Cuando empiezan a estudiar se dan cuenta de que ordenar el cuarto apesta. Se realiza una explosión en el cerebro. Este órgano poco a poco se va secando, a medida que uno va gastando sus ideas. Ya no se les ocurre de qué color pintar la mesa de luz para hacerla única.

Si el trabajo no adquiere la costumbre del día a día, el cuarto termina siendo un caos. Una montaña de ropa intenta salir por la puerta de entrada. La primera reacción es evasión. No quieren ver y se enojan cuando ese pantalón de hace un mes aún sigue sucio. Tortura.
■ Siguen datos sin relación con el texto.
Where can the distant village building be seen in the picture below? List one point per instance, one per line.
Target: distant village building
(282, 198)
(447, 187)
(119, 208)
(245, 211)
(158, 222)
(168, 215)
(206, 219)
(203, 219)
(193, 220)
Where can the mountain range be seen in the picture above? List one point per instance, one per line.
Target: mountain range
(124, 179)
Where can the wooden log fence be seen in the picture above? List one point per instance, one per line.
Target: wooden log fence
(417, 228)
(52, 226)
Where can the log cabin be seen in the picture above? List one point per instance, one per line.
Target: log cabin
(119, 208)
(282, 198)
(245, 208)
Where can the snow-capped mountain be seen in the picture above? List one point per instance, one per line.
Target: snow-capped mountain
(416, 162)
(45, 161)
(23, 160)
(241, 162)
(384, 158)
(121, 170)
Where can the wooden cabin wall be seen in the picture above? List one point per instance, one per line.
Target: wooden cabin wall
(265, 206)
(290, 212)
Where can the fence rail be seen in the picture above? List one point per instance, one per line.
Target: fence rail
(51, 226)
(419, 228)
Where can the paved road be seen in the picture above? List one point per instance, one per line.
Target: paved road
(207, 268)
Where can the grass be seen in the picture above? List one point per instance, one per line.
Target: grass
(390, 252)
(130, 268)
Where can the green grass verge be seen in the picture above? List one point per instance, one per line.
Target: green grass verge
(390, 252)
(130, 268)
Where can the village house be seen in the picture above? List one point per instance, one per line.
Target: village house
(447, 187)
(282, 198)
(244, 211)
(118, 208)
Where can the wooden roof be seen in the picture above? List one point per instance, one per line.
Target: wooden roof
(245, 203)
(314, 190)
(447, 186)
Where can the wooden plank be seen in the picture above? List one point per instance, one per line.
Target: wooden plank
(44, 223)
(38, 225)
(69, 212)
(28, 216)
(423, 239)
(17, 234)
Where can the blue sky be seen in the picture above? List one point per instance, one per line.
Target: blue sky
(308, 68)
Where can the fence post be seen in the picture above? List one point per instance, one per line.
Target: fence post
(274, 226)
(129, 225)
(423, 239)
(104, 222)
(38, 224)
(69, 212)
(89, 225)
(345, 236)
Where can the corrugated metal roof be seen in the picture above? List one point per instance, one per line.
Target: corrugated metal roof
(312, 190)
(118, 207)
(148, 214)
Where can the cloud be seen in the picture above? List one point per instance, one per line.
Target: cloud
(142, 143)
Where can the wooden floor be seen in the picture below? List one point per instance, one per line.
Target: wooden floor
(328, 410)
Cuando el ordenador, por primera vez, luego de seis meses, decide acomodar las cosas (debido a que ya no aguanta más), y exclama: “Hoy va a ser el gran día”, entra el cuarto y una sensación de pereza le invade. Empieza a creer en lo conveniente que sería un cafecito, que luego se transforma en un almuerzo. Que uno o dos puchos, tal vez, alentarían su creatividad. ¿Y si charla con fulano? Capaz que le da algunas ideas de cómo puede mover la cama.

Llega la noche. Frustrado, decide que su cuarto no es, siquiera, habitable. Duerme en el sillón de su living, o en la habitación de otro. Se alegra de lo lindo que le ha quedado a su amigo, o peor, le envidia y cree que esto de ordenar el cuarto fue una mala decisión.
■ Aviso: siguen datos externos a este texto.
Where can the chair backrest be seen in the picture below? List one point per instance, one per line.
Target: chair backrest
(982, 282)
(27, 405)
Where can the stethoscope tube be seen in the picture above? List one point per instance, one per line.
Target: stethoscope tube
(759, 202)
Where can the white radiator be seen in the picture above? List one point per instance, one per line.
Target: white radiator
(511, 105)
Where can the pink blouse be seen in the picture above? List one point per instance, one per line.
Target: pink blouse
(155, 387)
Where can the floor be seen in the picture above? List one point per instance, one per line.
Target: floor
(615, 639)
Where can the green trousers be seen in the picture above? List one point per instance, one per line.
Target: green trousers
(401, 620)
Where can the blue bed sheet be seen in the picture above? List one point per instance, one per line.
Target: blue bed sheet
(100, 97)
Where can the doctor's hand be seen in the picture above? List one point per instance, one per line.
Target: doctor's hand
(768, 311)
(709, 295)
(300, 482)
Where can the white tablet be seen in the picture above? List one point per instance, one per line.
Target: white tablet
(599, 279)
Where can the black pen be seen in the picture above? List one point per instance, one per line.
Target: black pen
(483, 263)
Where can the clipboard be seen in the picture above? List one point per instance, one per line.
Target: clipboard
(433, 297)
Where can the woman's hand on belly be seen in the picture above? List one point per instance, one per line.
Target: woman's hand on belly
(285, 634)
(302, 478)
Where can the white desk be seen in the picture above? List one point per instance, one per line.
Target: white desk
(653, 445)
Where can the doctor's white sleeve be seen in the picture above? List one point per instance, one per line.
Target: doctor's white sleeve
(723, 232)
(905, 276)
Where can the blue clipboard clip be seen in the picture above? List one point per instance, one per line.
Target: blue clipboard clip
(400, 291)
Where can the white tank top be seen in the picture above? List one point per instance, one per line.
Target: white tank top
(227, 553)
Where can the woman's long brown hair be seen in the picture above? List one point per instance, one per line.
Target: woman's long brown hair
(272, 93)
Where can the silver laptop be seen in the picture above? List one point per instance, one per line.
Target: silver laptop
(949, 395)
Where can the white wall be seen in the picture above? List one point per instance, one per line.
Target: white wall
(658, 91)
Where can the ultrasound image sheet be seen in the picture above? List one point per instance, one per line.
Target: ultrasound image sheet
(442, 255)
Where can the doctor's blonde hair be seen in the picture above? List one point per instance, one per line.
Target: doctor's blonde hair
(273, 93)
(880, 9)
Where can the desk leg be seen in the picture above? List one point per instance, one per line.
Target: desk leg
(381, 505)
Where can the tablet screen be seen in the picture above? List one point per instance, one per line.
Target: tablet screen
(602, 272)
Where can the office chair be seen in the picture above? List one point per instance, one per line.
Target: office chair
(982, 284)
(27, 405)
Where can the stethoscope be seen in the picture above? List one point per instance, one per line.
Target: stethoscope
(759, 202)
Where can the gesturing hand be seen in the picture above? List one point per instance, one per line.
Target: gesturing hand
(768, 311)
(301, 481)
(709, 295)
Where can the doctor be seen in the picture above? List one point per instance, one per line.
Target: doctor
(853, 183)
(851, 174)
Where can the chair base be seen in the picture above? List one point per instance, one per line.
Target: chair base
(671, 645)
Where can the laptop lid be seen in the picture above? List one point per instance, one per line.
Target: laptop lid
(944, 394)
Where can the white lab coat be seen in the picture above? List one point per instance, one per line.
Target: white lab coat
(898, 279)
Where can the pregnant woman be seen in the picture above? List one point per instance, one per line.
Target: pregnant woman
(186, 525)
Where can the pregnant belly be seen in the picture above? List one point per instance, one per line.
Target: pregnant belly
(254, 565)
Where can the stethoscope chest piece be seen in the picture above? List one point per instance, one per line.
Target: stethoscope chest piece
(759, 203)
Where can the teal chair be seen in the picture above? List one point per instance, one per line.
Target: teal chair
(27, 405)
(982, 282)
Pero, sin embargo, a unos seres le llega el momento. Un día, al estudiante, se le mete la idea de que no estaría mal ubicar la ropa de verano y la de invierno en sus casilleros correspondientes. Se agota, pero solo se permite un café y únicamente un cigarro. Al otro día, se propone tirar lo que no le sirve. Llora. Sin embargo, se da cuenta de que la función de estos objetos era estorbar. Trae cosas nuevas, que hace tiempo estaba necesitando. Cae en la conclusión de que ya su madre no puede hacerse cargo de lo que él tiene que hacer. Porque ahí, en ese lugar, es dónde duerme, ahí es donde deposita sus sueños. Ahí es donde guarda elementos que pertenecen a lo más hondo de su intimidad.

A algunos no les llega este día. Otros siguen ordenando su cuarto como cuando tenían 15 años. En fin, la carrera es muy difícil. Por eso, a los deseosos de seguirla, yo les propongo, a menudo, que se dediquen a algo más sencillo y les presento el panorama. El que no me hace caso o es un soberbio o merece la carrera.